Search This Blog

Monday, June 16, 2014

Fundraising Effectiveness or Three Steps Forward, Two Steps Back!

AFP and The Urban Institute recently published their “2013 Fundraising Effectiveness Survey Report”. The report summarized data from 2,840 nonprofits covering their fundraising efforts for 2011-2012. It contained some very interesting and compelling facts:

  • For every $100 gained through fundraising in 2011-2012, $96 was lost through gift attrition.
  • Gains of 866,000 new donors were offset by losses of 909,000 lapsed donors for a negative growth in donors of 44,000.
  • Larger organizations fared much better than smaller ones; organizations raising over $500k had an average net gain of 16.6%, organizations in the under $100k group had an average net loss of -13.5%.
  • The average donor retention rate for all categories is 41%.
  • The retention rate for first time donors is even more dire: 22.9%, but if you can get the second donation it jumps to 60.8%.
  • The total of philanthropic giving in the USA has remained at 2.0% of GDP for the past 40 years.
  • It costs less to retain and motivate an existing donor than to attract a new one. Taking positive steps to reduce gift and donor losses is the least expensive strategy for increasing net fundraising gains.
It’s not rocket science and for most of us none of this information will be that surprising. The report contains lots of statistics and methodologies. It also has some trenchant advice for those of us looking at it seriously.

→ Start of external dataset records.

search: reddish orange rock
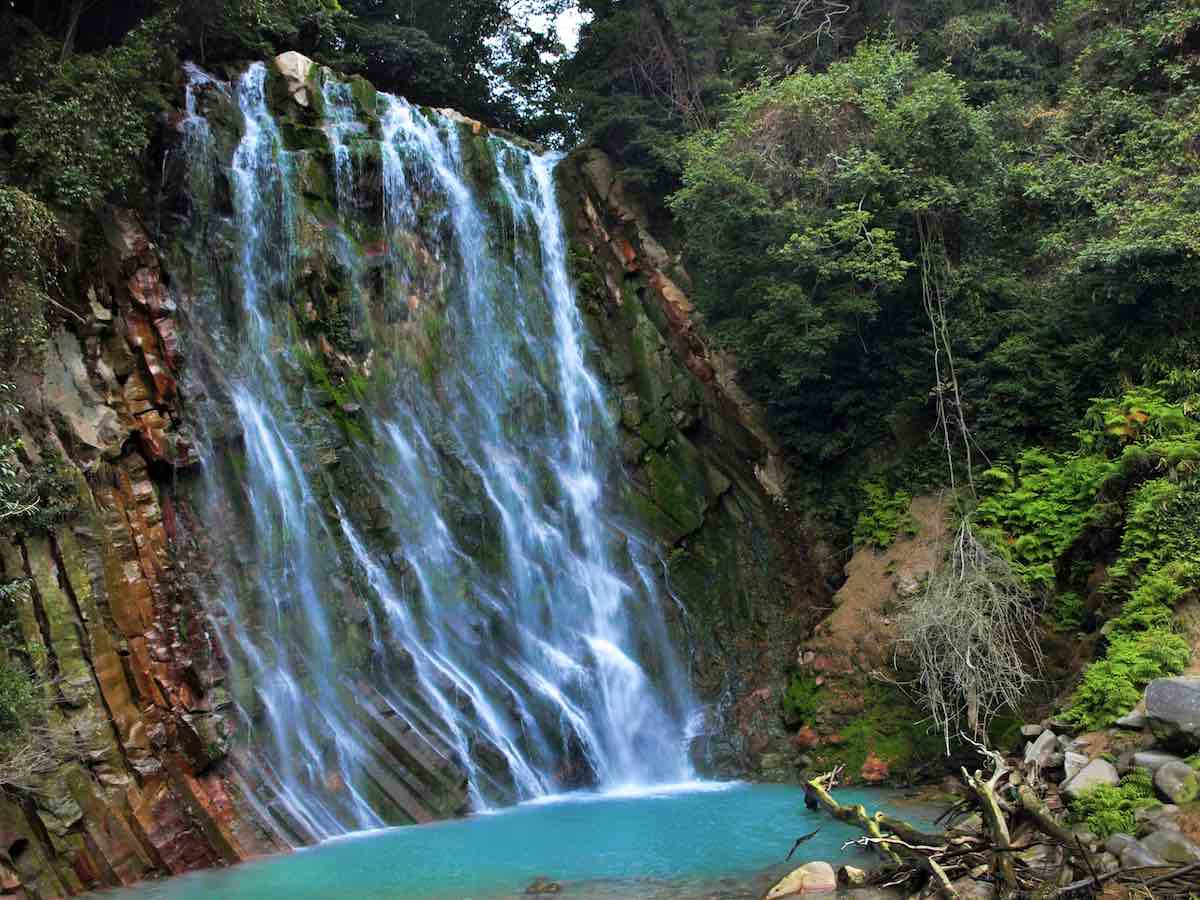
[792,725,821,750]
[858,754,889,785]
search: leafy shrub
[976,449,1116,586]
[854,479,917,550]
[781,672,821,726]
[0,184,62,377]
[0,658,43,751]
[1070,769,1158,838]
[1046,590,1087,632]
[0,19,169,209]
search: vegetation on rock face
[1070,769,1158,839]
[977,386,1200,730]
[854,479,917,550]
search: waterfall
[178,64,696,840]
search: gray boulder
[1154,762,1200,804]
[1133,750,1183,774]
[1146,677,1200,744]
[1117,709,1150,731]
[1104,834,1138,857]
[763,862,838,900]
[1062,760,1121,799]
[1141,828,1200,865]
[1121,844,1166,869]
[1025,731,1058,768]
[1062,750,1088,781]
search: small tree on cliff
[896,520,1042,752]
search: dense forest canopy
[563,0,1200,513]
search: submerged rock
[763,862,838,900]
[1141,828,1200,865]
[1025,731,1058,768]
[1062,760,1121,799]
[1154,761,1200,804]
[1133,750,1183,774]
[838,865,866,888]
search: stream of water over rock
[182,64,697,842]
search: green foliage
[0,184,62,378]
[563,0,1200,513]
[1048,590,1087,632]
[1070,769,1158,839]
[0,451,79,534]
[780,672,821,727]
[0,19,170,210]
[854,479,917,550]
[976,377,1200,731]
[976,448,1116,586]
[0,656,43,739]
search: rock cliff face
[0,210,280,898]
[559,150,829,780]
[0,54,823,899]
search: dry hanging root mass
[805,751,1200,900]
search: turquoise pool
[95,784,916,900]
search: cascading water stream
[178,65,696,839]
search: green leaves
[854,479,917,550]
[1070,769,1158,839]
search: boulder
[1133,803,1182,834]
[275,50,317,108]
[1146,677,1200,744]
[1025,731,1058,767]
[1154,762,1200,804]
[1133,750,1183,774]
[1104,834,1138,857]
[1121,844,1166,869]
[950,878,996,900]
[1141,828,1200,865]
[1062,760,1121,799]
[1062,750,1088,781]
[763,863,838,900]
[1117,709,1150,731]
[858,754,889,785]
[838,865,866,888]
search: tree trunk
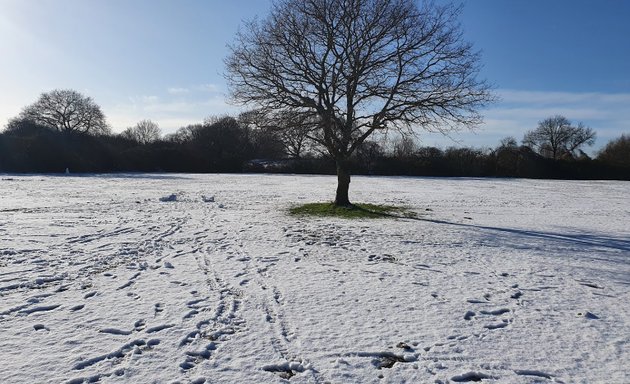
[335,159,351,207]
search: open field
[0,174,630,383]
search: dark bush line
[0,119,630,180]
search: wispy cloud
[420,90,630,152]
[106,90,239,134]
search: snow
[0,174,630,383]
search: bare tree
[523,115,595,160]
[120,120,162,145]
[226,0,493,205]
[18,89,110,135]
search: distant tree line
[0,90,630,180]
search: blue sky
[0,0,630,149]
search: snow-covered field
[0,174,630,383]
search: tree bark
[335,160,352,207]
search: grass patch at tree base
[289,203,416,219]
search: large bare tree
[18,89,110,135]
[523,115,596,160]
[226,0,493,205]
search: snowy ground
[0,175,630,383]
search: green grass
[289,203,415,219]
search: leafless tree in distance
[18,89,110,135]
[523,115,595,160]
[225,0,493,206]
[121,120,162,144]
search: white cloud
[420,90,630,153]
[104,91,239,134]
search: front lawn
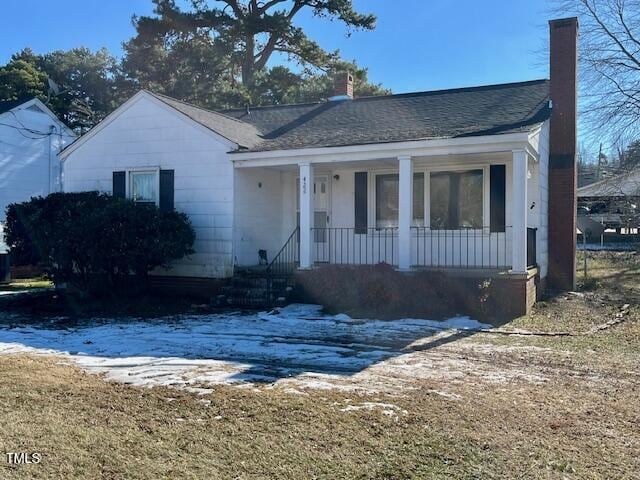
[0,253,640,479]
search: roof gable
[147,92,262,149]
[60,90,249,160]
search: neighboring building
[62,19,577,313]
[577,169,640,236]
[0,98,76,278]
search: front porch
[235,134,546,275]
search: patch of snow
[0,304,544,394]
[340,402,408,417]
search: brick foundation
[149,275,230,300]
[295,265,542,323]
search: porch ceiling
[232,151,512,173]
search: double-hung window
[129,171,159,205]
[430,169,484,230]
[375,173,424,228]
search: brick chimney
[330,72,353,100]
[547,17,578,290]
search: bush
[5,192,195,293]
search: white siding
[63,96,234,278]
[234,168,284,265]
[0,108,73,222]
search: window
[430,170,483,230]
[129,172,158,205]
[376,173,424,228]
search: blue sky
[0,0,551,93]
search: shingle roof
[148,92,262,150]
[222,80,550,151]
[149,80,550,152]
[578,170,640,198]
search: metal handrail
[266,227,300,275]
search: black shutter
[354,172,368,234]
[489,165,507,232]
[111,172,127,198]
[160,170,173,212]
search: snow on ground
[0,304,539,393]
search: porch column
[511,150,529,273]
[398,157,413,270]
[299,163,313,268]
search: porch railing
[411,226,511,269]
[311,227,398,265]
[266,227,300,277]
[527,227,538,268]
[311,227,512,269]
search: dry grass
[0,256,640,479]
[0,356,640,479]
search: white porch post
[299,163,313,268]
[398,156,413,270]
[511,150,528,273]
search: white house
[0,98,76,253]
[62,19,577,316]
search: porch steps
[215,270,293,308]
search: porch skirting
[294,264,543,322]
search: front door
[296,175,331,262]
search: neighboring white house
[0,98,76,250]
[62,19,577,316]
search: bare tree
[556,0,640,143]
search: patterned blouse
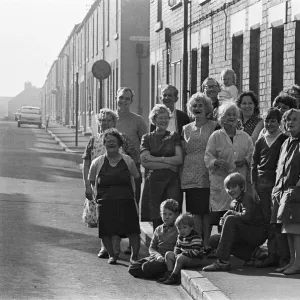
[237,114,262,136]
[181,120,217,189]
[82,133,138,161]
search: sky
[0,0,94,97]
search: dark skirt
[185,188,210,215]
[97,199,141,238]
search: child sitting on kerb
[218,69,238,104]
[158,213,204,284]
[128,199,179,278]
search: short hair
[272,92,297,108]
[160,199,179,214]
[96,108,118,126]
[116,86,134,100]
[186,92,214,115]
[282,108,300,130]
[102,128,124,147]
[224,172,246,189]
[220,69,236,84]
[218,100,240,126]
[236,91,259,115]
[201,77,221,92]
[149,104,171,125]
[161,84,178,97]
[264,107,282,123]
[175,213,194,227]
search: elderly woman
[201,77,221,120]
[141,104,182,229]
[204,101,254,230]
[181,93,217,252]
[82,108,137,258]
[237,91,264,143]
[272,109,300,275]
[88,128,140,264]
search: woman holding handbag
[82,108,137,258]
[88,128,140,264]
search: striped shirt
[174,229,203,258]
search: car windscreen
[21,108,41,115]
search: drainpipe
[182,0,188,111]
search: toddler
[158,213,203,284]
[218,69,238,103]
[202,173,268,271]
[128,199,179,278]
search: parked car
[18,106,42,128]
[15,109,21,121]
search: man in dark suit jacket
[150,85,191,135]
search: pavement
[48,123,300,300]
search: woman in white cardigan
[204,101,254,229]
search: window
[249,28,260,95]
[270,26,284,105]
[295,22,300,85]
[201,46,209,84]
[190,49,198,95]
[232,35,243,91]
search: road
[0,121,190,300]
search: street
[0,121,190,300]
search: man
[116,87,148,204]
[150,85,190,135]
[201,77,221,120]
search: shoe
[202,259,230,272]
[98,248,109,258]
[157,271,172,282]
[207,249,217,258]
[256,254,278,268]
[107,256,117,265]
[98,248,109,258]
[163,274,178,284]
[124,247,131,255]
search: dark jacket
[150,109,191,135]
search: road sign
[129,36,150,42]
[92,59,111,80]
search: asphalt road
[0,121,190,300]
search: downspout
[182,0,188,111]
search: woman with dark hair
[236,91,264,143]
[88,128,140,264]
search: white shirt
[167,109,177,132]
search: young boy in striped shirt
[159,213,203,284]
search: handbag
[82,198,98,228]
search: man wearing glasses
[150,85,190,135]
[201,77,221,120]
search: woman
[82,108,137,258]
[204,101,253,229]
[88,128,140,264]
[141,104,182,229]
[201,77,221,120]
[272,109,300,275]
[237,91,264,143]
[181,93,217,252]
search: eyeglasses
[203,85,218,90]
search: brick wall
[150,0,299,112]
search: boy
[158,213,203,284]
[202,173,267,271]
[251,107,289,268]
[128,199,179,278]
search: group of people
[83,69,300,284]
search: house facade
[150,0,300,111]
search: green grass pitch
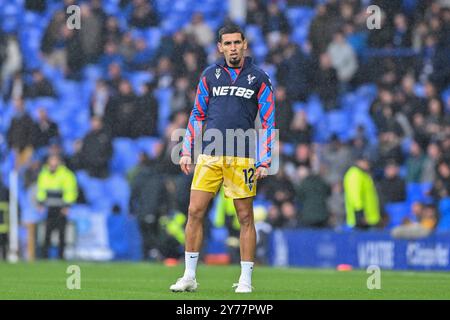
[0,261,450,300]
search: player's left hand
[255,167,269,180]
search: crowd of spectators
[0,0,450,260]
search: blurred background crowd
[0,0,450,258]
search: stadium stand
[0,0,450,259]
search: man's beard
[230,58,241,67]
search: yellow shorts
[191,154,256,199]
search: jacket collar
[216,57,253,70]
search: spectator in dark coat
[378,160,406,204]
[36,108,59,148]
[130,0,159,28]
[130,154,167,260]
[276,43,312,101]
[275,86,294,141]
[315,53,339,110]
[25,70,55,98]
[263,2,290,34]
[296,168,331,228]
[6,99,36,165]
[136,83,159,136]
[72,117,113,178]
[105,80,141,138]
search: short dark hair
[218,24,245,42]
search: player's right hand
[180,156,191,175]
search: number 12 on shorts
[242,168,255,184]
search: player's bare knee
[238,212,253,227]
[188,205,204,223]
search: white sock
[183,252,198,279]
[239,261,254,286]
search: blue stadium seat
[286,7,315,28]
[306,95,324,125]
[384,202,411,228]
[105,174,130,213]
[291,24,309,46]
[129,71,153,92]
[83,64,103,81]
[144,28,162,50]
[406,183,432,203]
[245,24,264,43]
[326,110,349,135]
[436,197,450,232]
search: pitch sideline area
[0,261,450,300]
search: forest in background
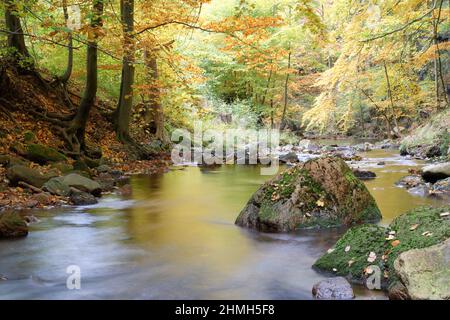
[0,0,449,158]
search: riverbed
[0,150,445,299]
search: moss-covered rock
[24,144,66,164]
[236,157,381,232]
[6,165,57,188]
[314,207,450,289]
[0,212,28,239]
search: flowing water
[0,151,443,299]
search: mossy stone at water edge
[24,144,67,164]
[0,212,28,239]
[314,207,450,289]
[236,157,381,232]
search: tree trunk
[281,51,291,129]
[384,62,400,135]
[4,0,30,59]
[68,0,103,152]
[116,0,135,142]
[59,0,73,84]
[144,51,167,142]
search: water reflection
[0,151,439,299]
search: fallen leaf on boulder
[391,240,400,247]
[367,252,377,262]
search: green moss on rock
[25,144,67,164]
[314,207,450,288]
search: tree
[64,0,104,154]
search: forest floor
[0,63,171,211]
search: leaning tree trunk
[144,51,167,142]
[66,0,103,153]
[59,0,73,85]
[4,0,30,59]
[115,0,135,142]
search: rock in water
[6,165,56,188]
[394,239,450,300]
[0,212,28,239]
[236,157,381,232]
[24,144,67,164]
[313,207,450,299]
[312,277,355,300]
[353,169,377,180]
[70,188,98,206]
[62,173,102,196]
[422,162,450,183]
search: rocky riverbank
[0,144,170,238]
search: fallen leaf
[391,240,400,247]
[367,252,377,262]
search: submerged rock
[61,173,102,196]
[312,277,355,300]
[236,157,381,232]
[279,152,299,163]
[70,188,98,206]
[0,212,28,239]
[422,162,450,183]
[24,144,67,164]
[353,169,377,180]
[314,207,450,296]
[6,165,57,188]
[394,239,450,300]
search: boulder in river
[24,144,66,164]
[312,277,355,300]
[0,212,28,239]
[394,239,450,300]
[70,188,98,206]
[422,162,450,183]
[314,207,450,295]
[42,177,70,197]
[6,165,57,188]
[236,157,381,232]
[353,169,377,180]
[280,152,299,163]
[61,173,102,196]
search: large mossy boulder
[394,239,450,300]
[313,207,450,289]
[422,162,450,183]
[61,173,102,196]
[236,157,381,232]
[24,143,67,164]
[6,165,57,188]
[0,212,28,239]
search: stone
[70,188,98,206]
[395,175,425,189]
[279,152,299,163]
[61,173,102,196]
[0,212,28,239]
[394,239,450,300]
[422,162,450,183]
[42,177,70,197]
[313,207,450,296]
[236,157,381,232]
[6,165,57,188]
[24,143,67,164]
[312,277,355,300]
[353,169,377,180]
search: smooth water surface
[0,151,442,299]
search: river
[0,150,444,299]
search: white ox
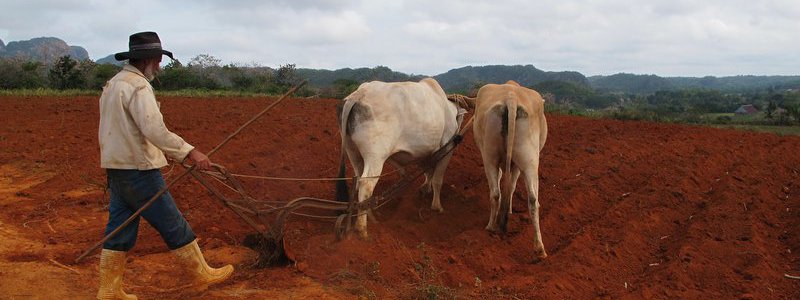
[337,78,463,238]
[473,81,547,258]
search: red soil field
[0,96,800,299]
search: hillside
[588,73,800,94]
[0,37,89,64]
[433,65,589,91]
[0,33,800,95]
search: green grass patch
[0,89,102,97]
[710,124,800,136]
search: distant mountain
[297,66,425,87]
[588,73,800,94]
[434,65,589,91]
[95,54,125,66]
[0,37,89,64]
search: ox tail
[498,97,517,233]
[336,100,356,202]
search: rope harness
[75,82,475,267]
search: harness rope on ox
[76,88,482,267]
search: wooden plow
[75,87,474,268]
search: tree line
[0,54,800,125]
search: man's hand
[188,149,211,170]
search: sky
[0,0,800,77]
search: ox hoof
[533,249,547,263]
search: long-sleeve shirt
[98,65,194,170]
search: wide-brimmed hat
[114,31,175,60]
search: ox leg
[524,161,547,259]
[356,159,384,239]
[483,164,501,232]
[508,168,522,215]
[426,152,453,212]
[419,172,433,196]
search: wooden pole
[75,80,307,264]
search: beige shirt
[98,65,194,170]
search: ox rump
[472,81,547,259]
[336,78,463,238]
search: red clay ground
[0,97,800,299]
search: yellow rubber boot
[172,240,233,289]
[97,249,137,300]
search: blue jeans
[103,169,195,251]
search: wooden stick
[75,80,307,264]
[50,258,81,275]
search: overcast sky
[0,0,800,76]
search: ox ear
[447,94,477,109]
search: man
[97,32,233,299]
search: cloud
[0,0,800,76]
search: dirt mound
[0,97,800,299]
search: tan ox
[336,78,463,238]
[473,81,547,258]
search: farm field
[0,96,800,299]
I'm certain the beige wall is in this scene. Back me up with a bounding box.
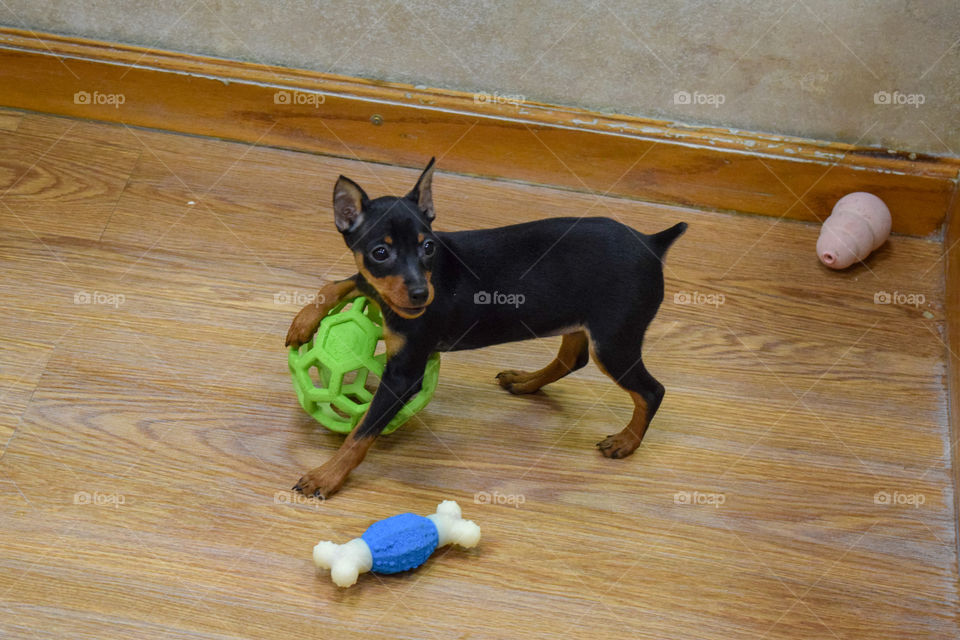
[0,0,960,155]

We work so hard to get donors in the front door; we need to work just as hard to keep them from slipping out the back.So, remembering that what gets measured gets improved upon:
  • Do you know your donor retention rate?
  • Have you established a donor retention goal?
  • Does the retention rate measure by donors and dollars?
  • Do you know downgrades as well as no gift at all by donor?
  • How often do you communicate with donors directly? (An email doesn’t count.)
  • Have you gotten advice from the experts, Clair Axelrad, Dr. Adrian Sargeant and Tom Ahern specifically? Tom was the keynote speaker at last November’s Philanthropy Day in Delaware. Adrian Sargeant will be the 2014 Philanthropy Day (Delaware) keynote.
Think of ways to make net gains instead of always trying to make up lost ground.